Usually, but in some countries in eastern Europe you have to make a purchase at McD to get a code number to get into the restroom, and once in either France or Belgium, I encountered a McD with a pay toilet.


----------



## Zac495 (Jun 3, 2008)

HuskyJim said:


> I think the best way is to use your credit card for your purchases to get the best rate.  FYI - Capital One and Commerce Bank have no currency-conversion exchange fee.
> 
> Here are two articles that may help you decide.
> 
> ...



I just wrote to my husband - sent him your post - he said:

"Capital One changed...however I'll use the marriott Advance Ck (2% interest vs 3% for the foreign bank chg)"

I don't know what he means by that - but it doesn't sound smart. Or does it?


----------



## Carolinian (Jun 4, 2008)

Zac495 said:


> I just wrote to my husband - sent him your post - he said:
> 
> "Capital One changed...however I'll use the marriott Advance Ck (2% interest vs 3% for the foreign bank chg)"
> 
> I don't know what he means by that - but it doesn't sound smart. Or does it?



Just looked at my Cap One visa account online, and as of the most recent transaction in foreign currency, on June 2, 2008, there is no currency conversion charge.


----------



## HuskyJim (Jun 4, 2008)

Zac495 said:


> I just wrote to my husband - sent him your post - he said:
> 
> "Capital One changed...however I'll use the marriott Advance Ck (2% interest vs 3% for the foreign bank chg)"
> 
> I don't know what he means by that - but it doesn't sound smart. Or does it?



I'm not sure what he means by "Capital One changed".  Cap One has had this policy (no exchange/conversion fee) since at least 2006.

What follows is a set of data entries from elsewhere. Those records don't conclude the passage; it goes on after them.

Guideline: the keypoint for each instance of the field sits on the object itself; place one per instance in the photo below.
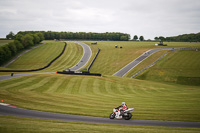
(180, 67)
(41, 56)
(111, 59)
(3, 42)
(9, 125)
(96, 96)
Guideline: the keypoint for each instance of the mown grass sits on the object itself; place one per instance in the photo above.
(20, 125)
(97, 96)
(3, 42)
(178, 67)
(111, 59)
(41, 56)
(149, 60)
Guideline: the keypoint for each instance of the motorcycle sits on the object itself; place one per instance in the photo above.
(126, 115)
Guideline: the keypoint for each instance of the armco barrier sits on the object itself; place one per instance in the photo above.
(38, 68)
(78, 73)
(93, 60)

And 2% vs 3% vs 0% seems obvoious, if you have a Cap One card (and they have $0 AMF).


----------



## clsmit (Jun 6, 2008)

On trips out of the country I like to try the local McD's once, usually near the end of a trip, even tho a rarely go to McD's in the US. Sometimes you just need a taste of home....


----------



## Twinkstarr (Jun 7, 2008)

I purchased some Euros for DH's trip at our bank. They didn't charge us a fee for the exchange. He used plastic most of the time, but sometimes it makes sense to have some cash(especially for the pay toliets or to tip the bathroom attendant).

I think I got him about $250 in Euros, he came back with about $50 of it.


----------



## Carolinian (Jun 7, 2008)

Twinkstarr said:


> I purchased some Euros for DH's trip at our bank. They didn't charge us a fee for the exchange. He used plastic most of the time, but sometimes it makes sense to have some cash(especially for the pay toliets or to tip the bathroom attendant).
> 
> I think I got him about $250 in Euros, he came back with about $50 of it.



Those in the exchange business charge a differential between buying and selling rates and some also add a commission on top of that.  Just because they didn't pop you with a commission didn'dt mean that they gave you a good exchange rate.  Most US domestic banks do NOT, and airport exchange booths almost universally (Zurich and Mexico City being notable exceptions) do NOT.


----------



## Twinkstarr (Jun 7, 2008)

Carolinian said:


> Those in the exchange business charge a differential between buying and selling rates and some also add a commission on top of that.  Just because they didn't pop you with a commission didn'dt mean that they gave you a good exchange rate.  Most US domestic banks do NOT, and airport exchange booths almost universally (Zurich and Mexico City being notable exceptions) do NOT.



It's actually the bank my company does FX through, and it was  a few Euro cents more than my commercial rate. (Might help my private account is in their personal banking division though ).


----------